Quotes & Thoughts as I Read:
- Sylvie Davis, the youngest-ever principal dancer for American Ballet, suffered a compound tibia and fibula fracture in front of hundreds of horrified audience members during her stunning debut at Lincoln Center. At least I knew how to make an exit. I've steered clear of any ballet related books until now. I took dance classes when I was younger and don't have a single good memory from that time. I'm a little afraid that is going to carry over into my opinion of the book, which I why I've been avoiding the subject, but how could I possibly pass up a YA paranormal title.
- I stared at the shades in the twilight, all silhouette and gloom, and the trees around me swayed. No ... that was me. I was swaying. Was this what being wasted felt like? I was dizzy and confused and somewhat judgment-impaired, but I still felt in control of my faculties. Certainly not so far gone as to be hallucinating in Central Park. I really like Sylvie. Thus far she's been sort of depressing but I sense a lot of strength from her that has me rooting for her. I'm really excited to see where her 'hallucinations' take me.
- "You're not from around here, are you?" "What was your clue?" he asked, smiling in profile. I skirted around a woman with a cell phone and hair like a helmet. "The accent. And insulting me with a Shakespeare quote." Ohhh, I really like Rhys. I'd really like for him to be the love interest. I like that he's being helpful and kind but not pitying or babying her.
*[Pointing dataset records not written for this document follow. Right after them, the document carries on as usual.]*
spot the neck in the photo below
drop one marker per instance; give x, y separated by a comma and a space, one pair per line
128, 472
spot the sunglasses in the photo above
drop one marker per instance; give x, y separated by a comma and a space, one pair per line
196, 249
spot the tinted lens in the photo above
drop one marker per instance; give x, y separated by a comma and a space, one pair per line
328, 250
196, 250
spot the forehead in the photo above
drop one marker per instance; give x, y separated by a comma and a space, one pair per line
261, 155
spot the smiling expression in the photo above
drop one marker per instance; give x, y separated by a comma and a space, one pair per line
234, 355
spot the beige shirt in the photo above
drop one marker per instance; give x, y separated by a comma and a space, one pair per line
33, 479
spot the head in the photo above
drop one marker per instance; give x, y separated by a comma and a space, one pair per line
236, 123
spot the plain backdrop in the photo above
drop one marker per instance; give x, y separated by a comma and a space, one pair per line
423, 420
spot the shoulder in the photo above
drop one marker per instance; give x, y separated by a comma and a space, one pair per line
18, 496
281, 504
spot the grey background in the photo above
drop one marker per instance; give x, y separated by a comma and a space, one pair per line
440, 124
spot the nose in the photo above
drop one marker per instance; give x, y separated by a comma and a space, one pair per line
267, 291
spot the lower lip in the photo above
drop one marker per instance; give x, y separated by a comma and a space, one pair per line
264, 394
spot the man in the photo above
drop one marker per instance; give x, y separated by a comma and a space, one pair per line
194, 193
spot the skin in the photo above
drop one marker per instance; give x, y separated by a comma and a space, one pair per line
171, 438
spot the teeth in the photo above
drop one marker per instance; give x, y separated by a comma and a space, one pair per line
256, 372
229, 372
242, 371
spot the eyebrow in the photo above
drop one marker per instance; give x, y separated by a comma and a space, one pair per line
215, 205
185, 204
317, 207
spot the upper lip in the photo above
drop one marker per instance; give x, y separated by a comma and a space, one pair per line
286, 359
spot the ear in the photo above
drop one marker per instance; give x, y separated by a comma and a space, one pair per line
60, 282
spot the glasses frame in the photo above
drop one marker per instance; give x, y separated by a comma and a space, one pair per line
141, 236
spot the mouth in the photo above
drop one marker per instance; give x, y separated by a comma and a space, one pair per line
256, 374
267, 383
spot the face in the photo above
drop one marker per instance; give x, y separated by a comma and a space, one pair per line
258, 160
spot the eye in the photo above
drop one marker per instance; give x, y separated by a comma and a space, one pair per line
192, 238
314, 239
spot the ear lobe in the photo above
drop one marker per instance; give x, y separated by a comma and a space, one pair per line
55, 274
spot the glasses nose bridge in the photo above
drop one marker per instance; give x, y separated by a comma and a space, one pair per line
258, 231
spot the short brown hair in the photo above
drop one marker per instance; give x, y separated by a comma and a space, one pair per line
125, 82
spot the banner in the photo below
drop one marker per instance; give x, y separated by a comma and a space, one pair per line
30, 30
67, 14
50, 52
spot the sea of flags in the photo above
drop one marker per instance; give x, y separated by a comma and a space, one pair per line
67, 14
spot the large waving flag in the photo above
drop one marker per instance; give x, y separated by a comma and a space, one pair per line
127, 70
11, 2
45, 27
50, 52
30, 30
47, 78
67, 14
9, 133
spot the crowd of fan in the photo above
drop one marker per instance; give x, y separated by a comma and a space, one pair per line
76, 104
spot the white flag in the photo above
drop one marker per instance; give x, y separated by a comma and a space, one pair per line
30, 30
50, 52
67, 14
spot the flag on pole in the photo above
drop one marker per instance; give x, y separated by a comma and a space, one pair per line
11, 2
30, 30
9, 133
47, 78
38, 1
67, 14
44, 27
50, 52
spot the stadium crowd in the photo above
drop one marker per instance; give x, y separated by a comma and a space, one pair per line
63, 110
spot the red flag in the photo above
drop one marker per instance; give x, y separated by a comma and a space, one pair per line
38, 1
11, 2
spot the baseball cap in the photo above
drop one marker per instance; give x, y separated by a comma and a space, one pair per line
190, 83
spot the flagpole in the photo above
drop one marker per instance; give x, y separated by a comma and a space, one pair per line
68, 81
- Maybe it was just normal girl-boy stuff. I hadn't missed the tension between Shawn and Addie, and I wondered how much of her resentment had to do with his friendliness toward me. Then there was Caitlin, who sat near Travis, but his eyes never left an oblivious Kimberly, who, when she wasn't petting Gigi, was playing footsie with Aaron. Dammit, this book was going amazingly too! I hate petty teen drama. ...I hope it at least goes more smoothly than it's looking like it will. That or these characters will just disappear.
- I sighed. "It's driving me crazy already," I answered. "You can report that back to your dad." Sarcasm made me feel better. I mean, I was only nuts if I thought I wasn't, right? Flexing my feet, I stretched my cramped muscles as well as my figurative claws. "Mother was too busy packing to check on her only offspring, huh?" John paused, as if hunting for a tactful answer, then gave up. "They're getting ready to leave in the morning. How are you?" Sylvie's family is made up of some of the most unfortunate human beings ever. I feel so bad for her. They're all pet peeve people for me too so I hope they don't get redeemed unless it's through grovelling. Ha! I'm so petty.
- I stared at her, the towel dangling from my fingers. "The Colonel's study? The colonel who's supposed to haunt the house?" With an impatient sound, she took the dishrag and dried her hands. "Lord, don't you start. Colonel Davis has been dead for a hundred and thirty-odd years. Lots of people have used that room since. Some men cast long shadows, that's all." But I noticed she hadn't exactly denied the haunting part. Yay! Paranormal! I can't wait to see where this famous Davis stuff is going. I'm becoming more fond of ghosts lately. I hope whatever is in this one continues my interest.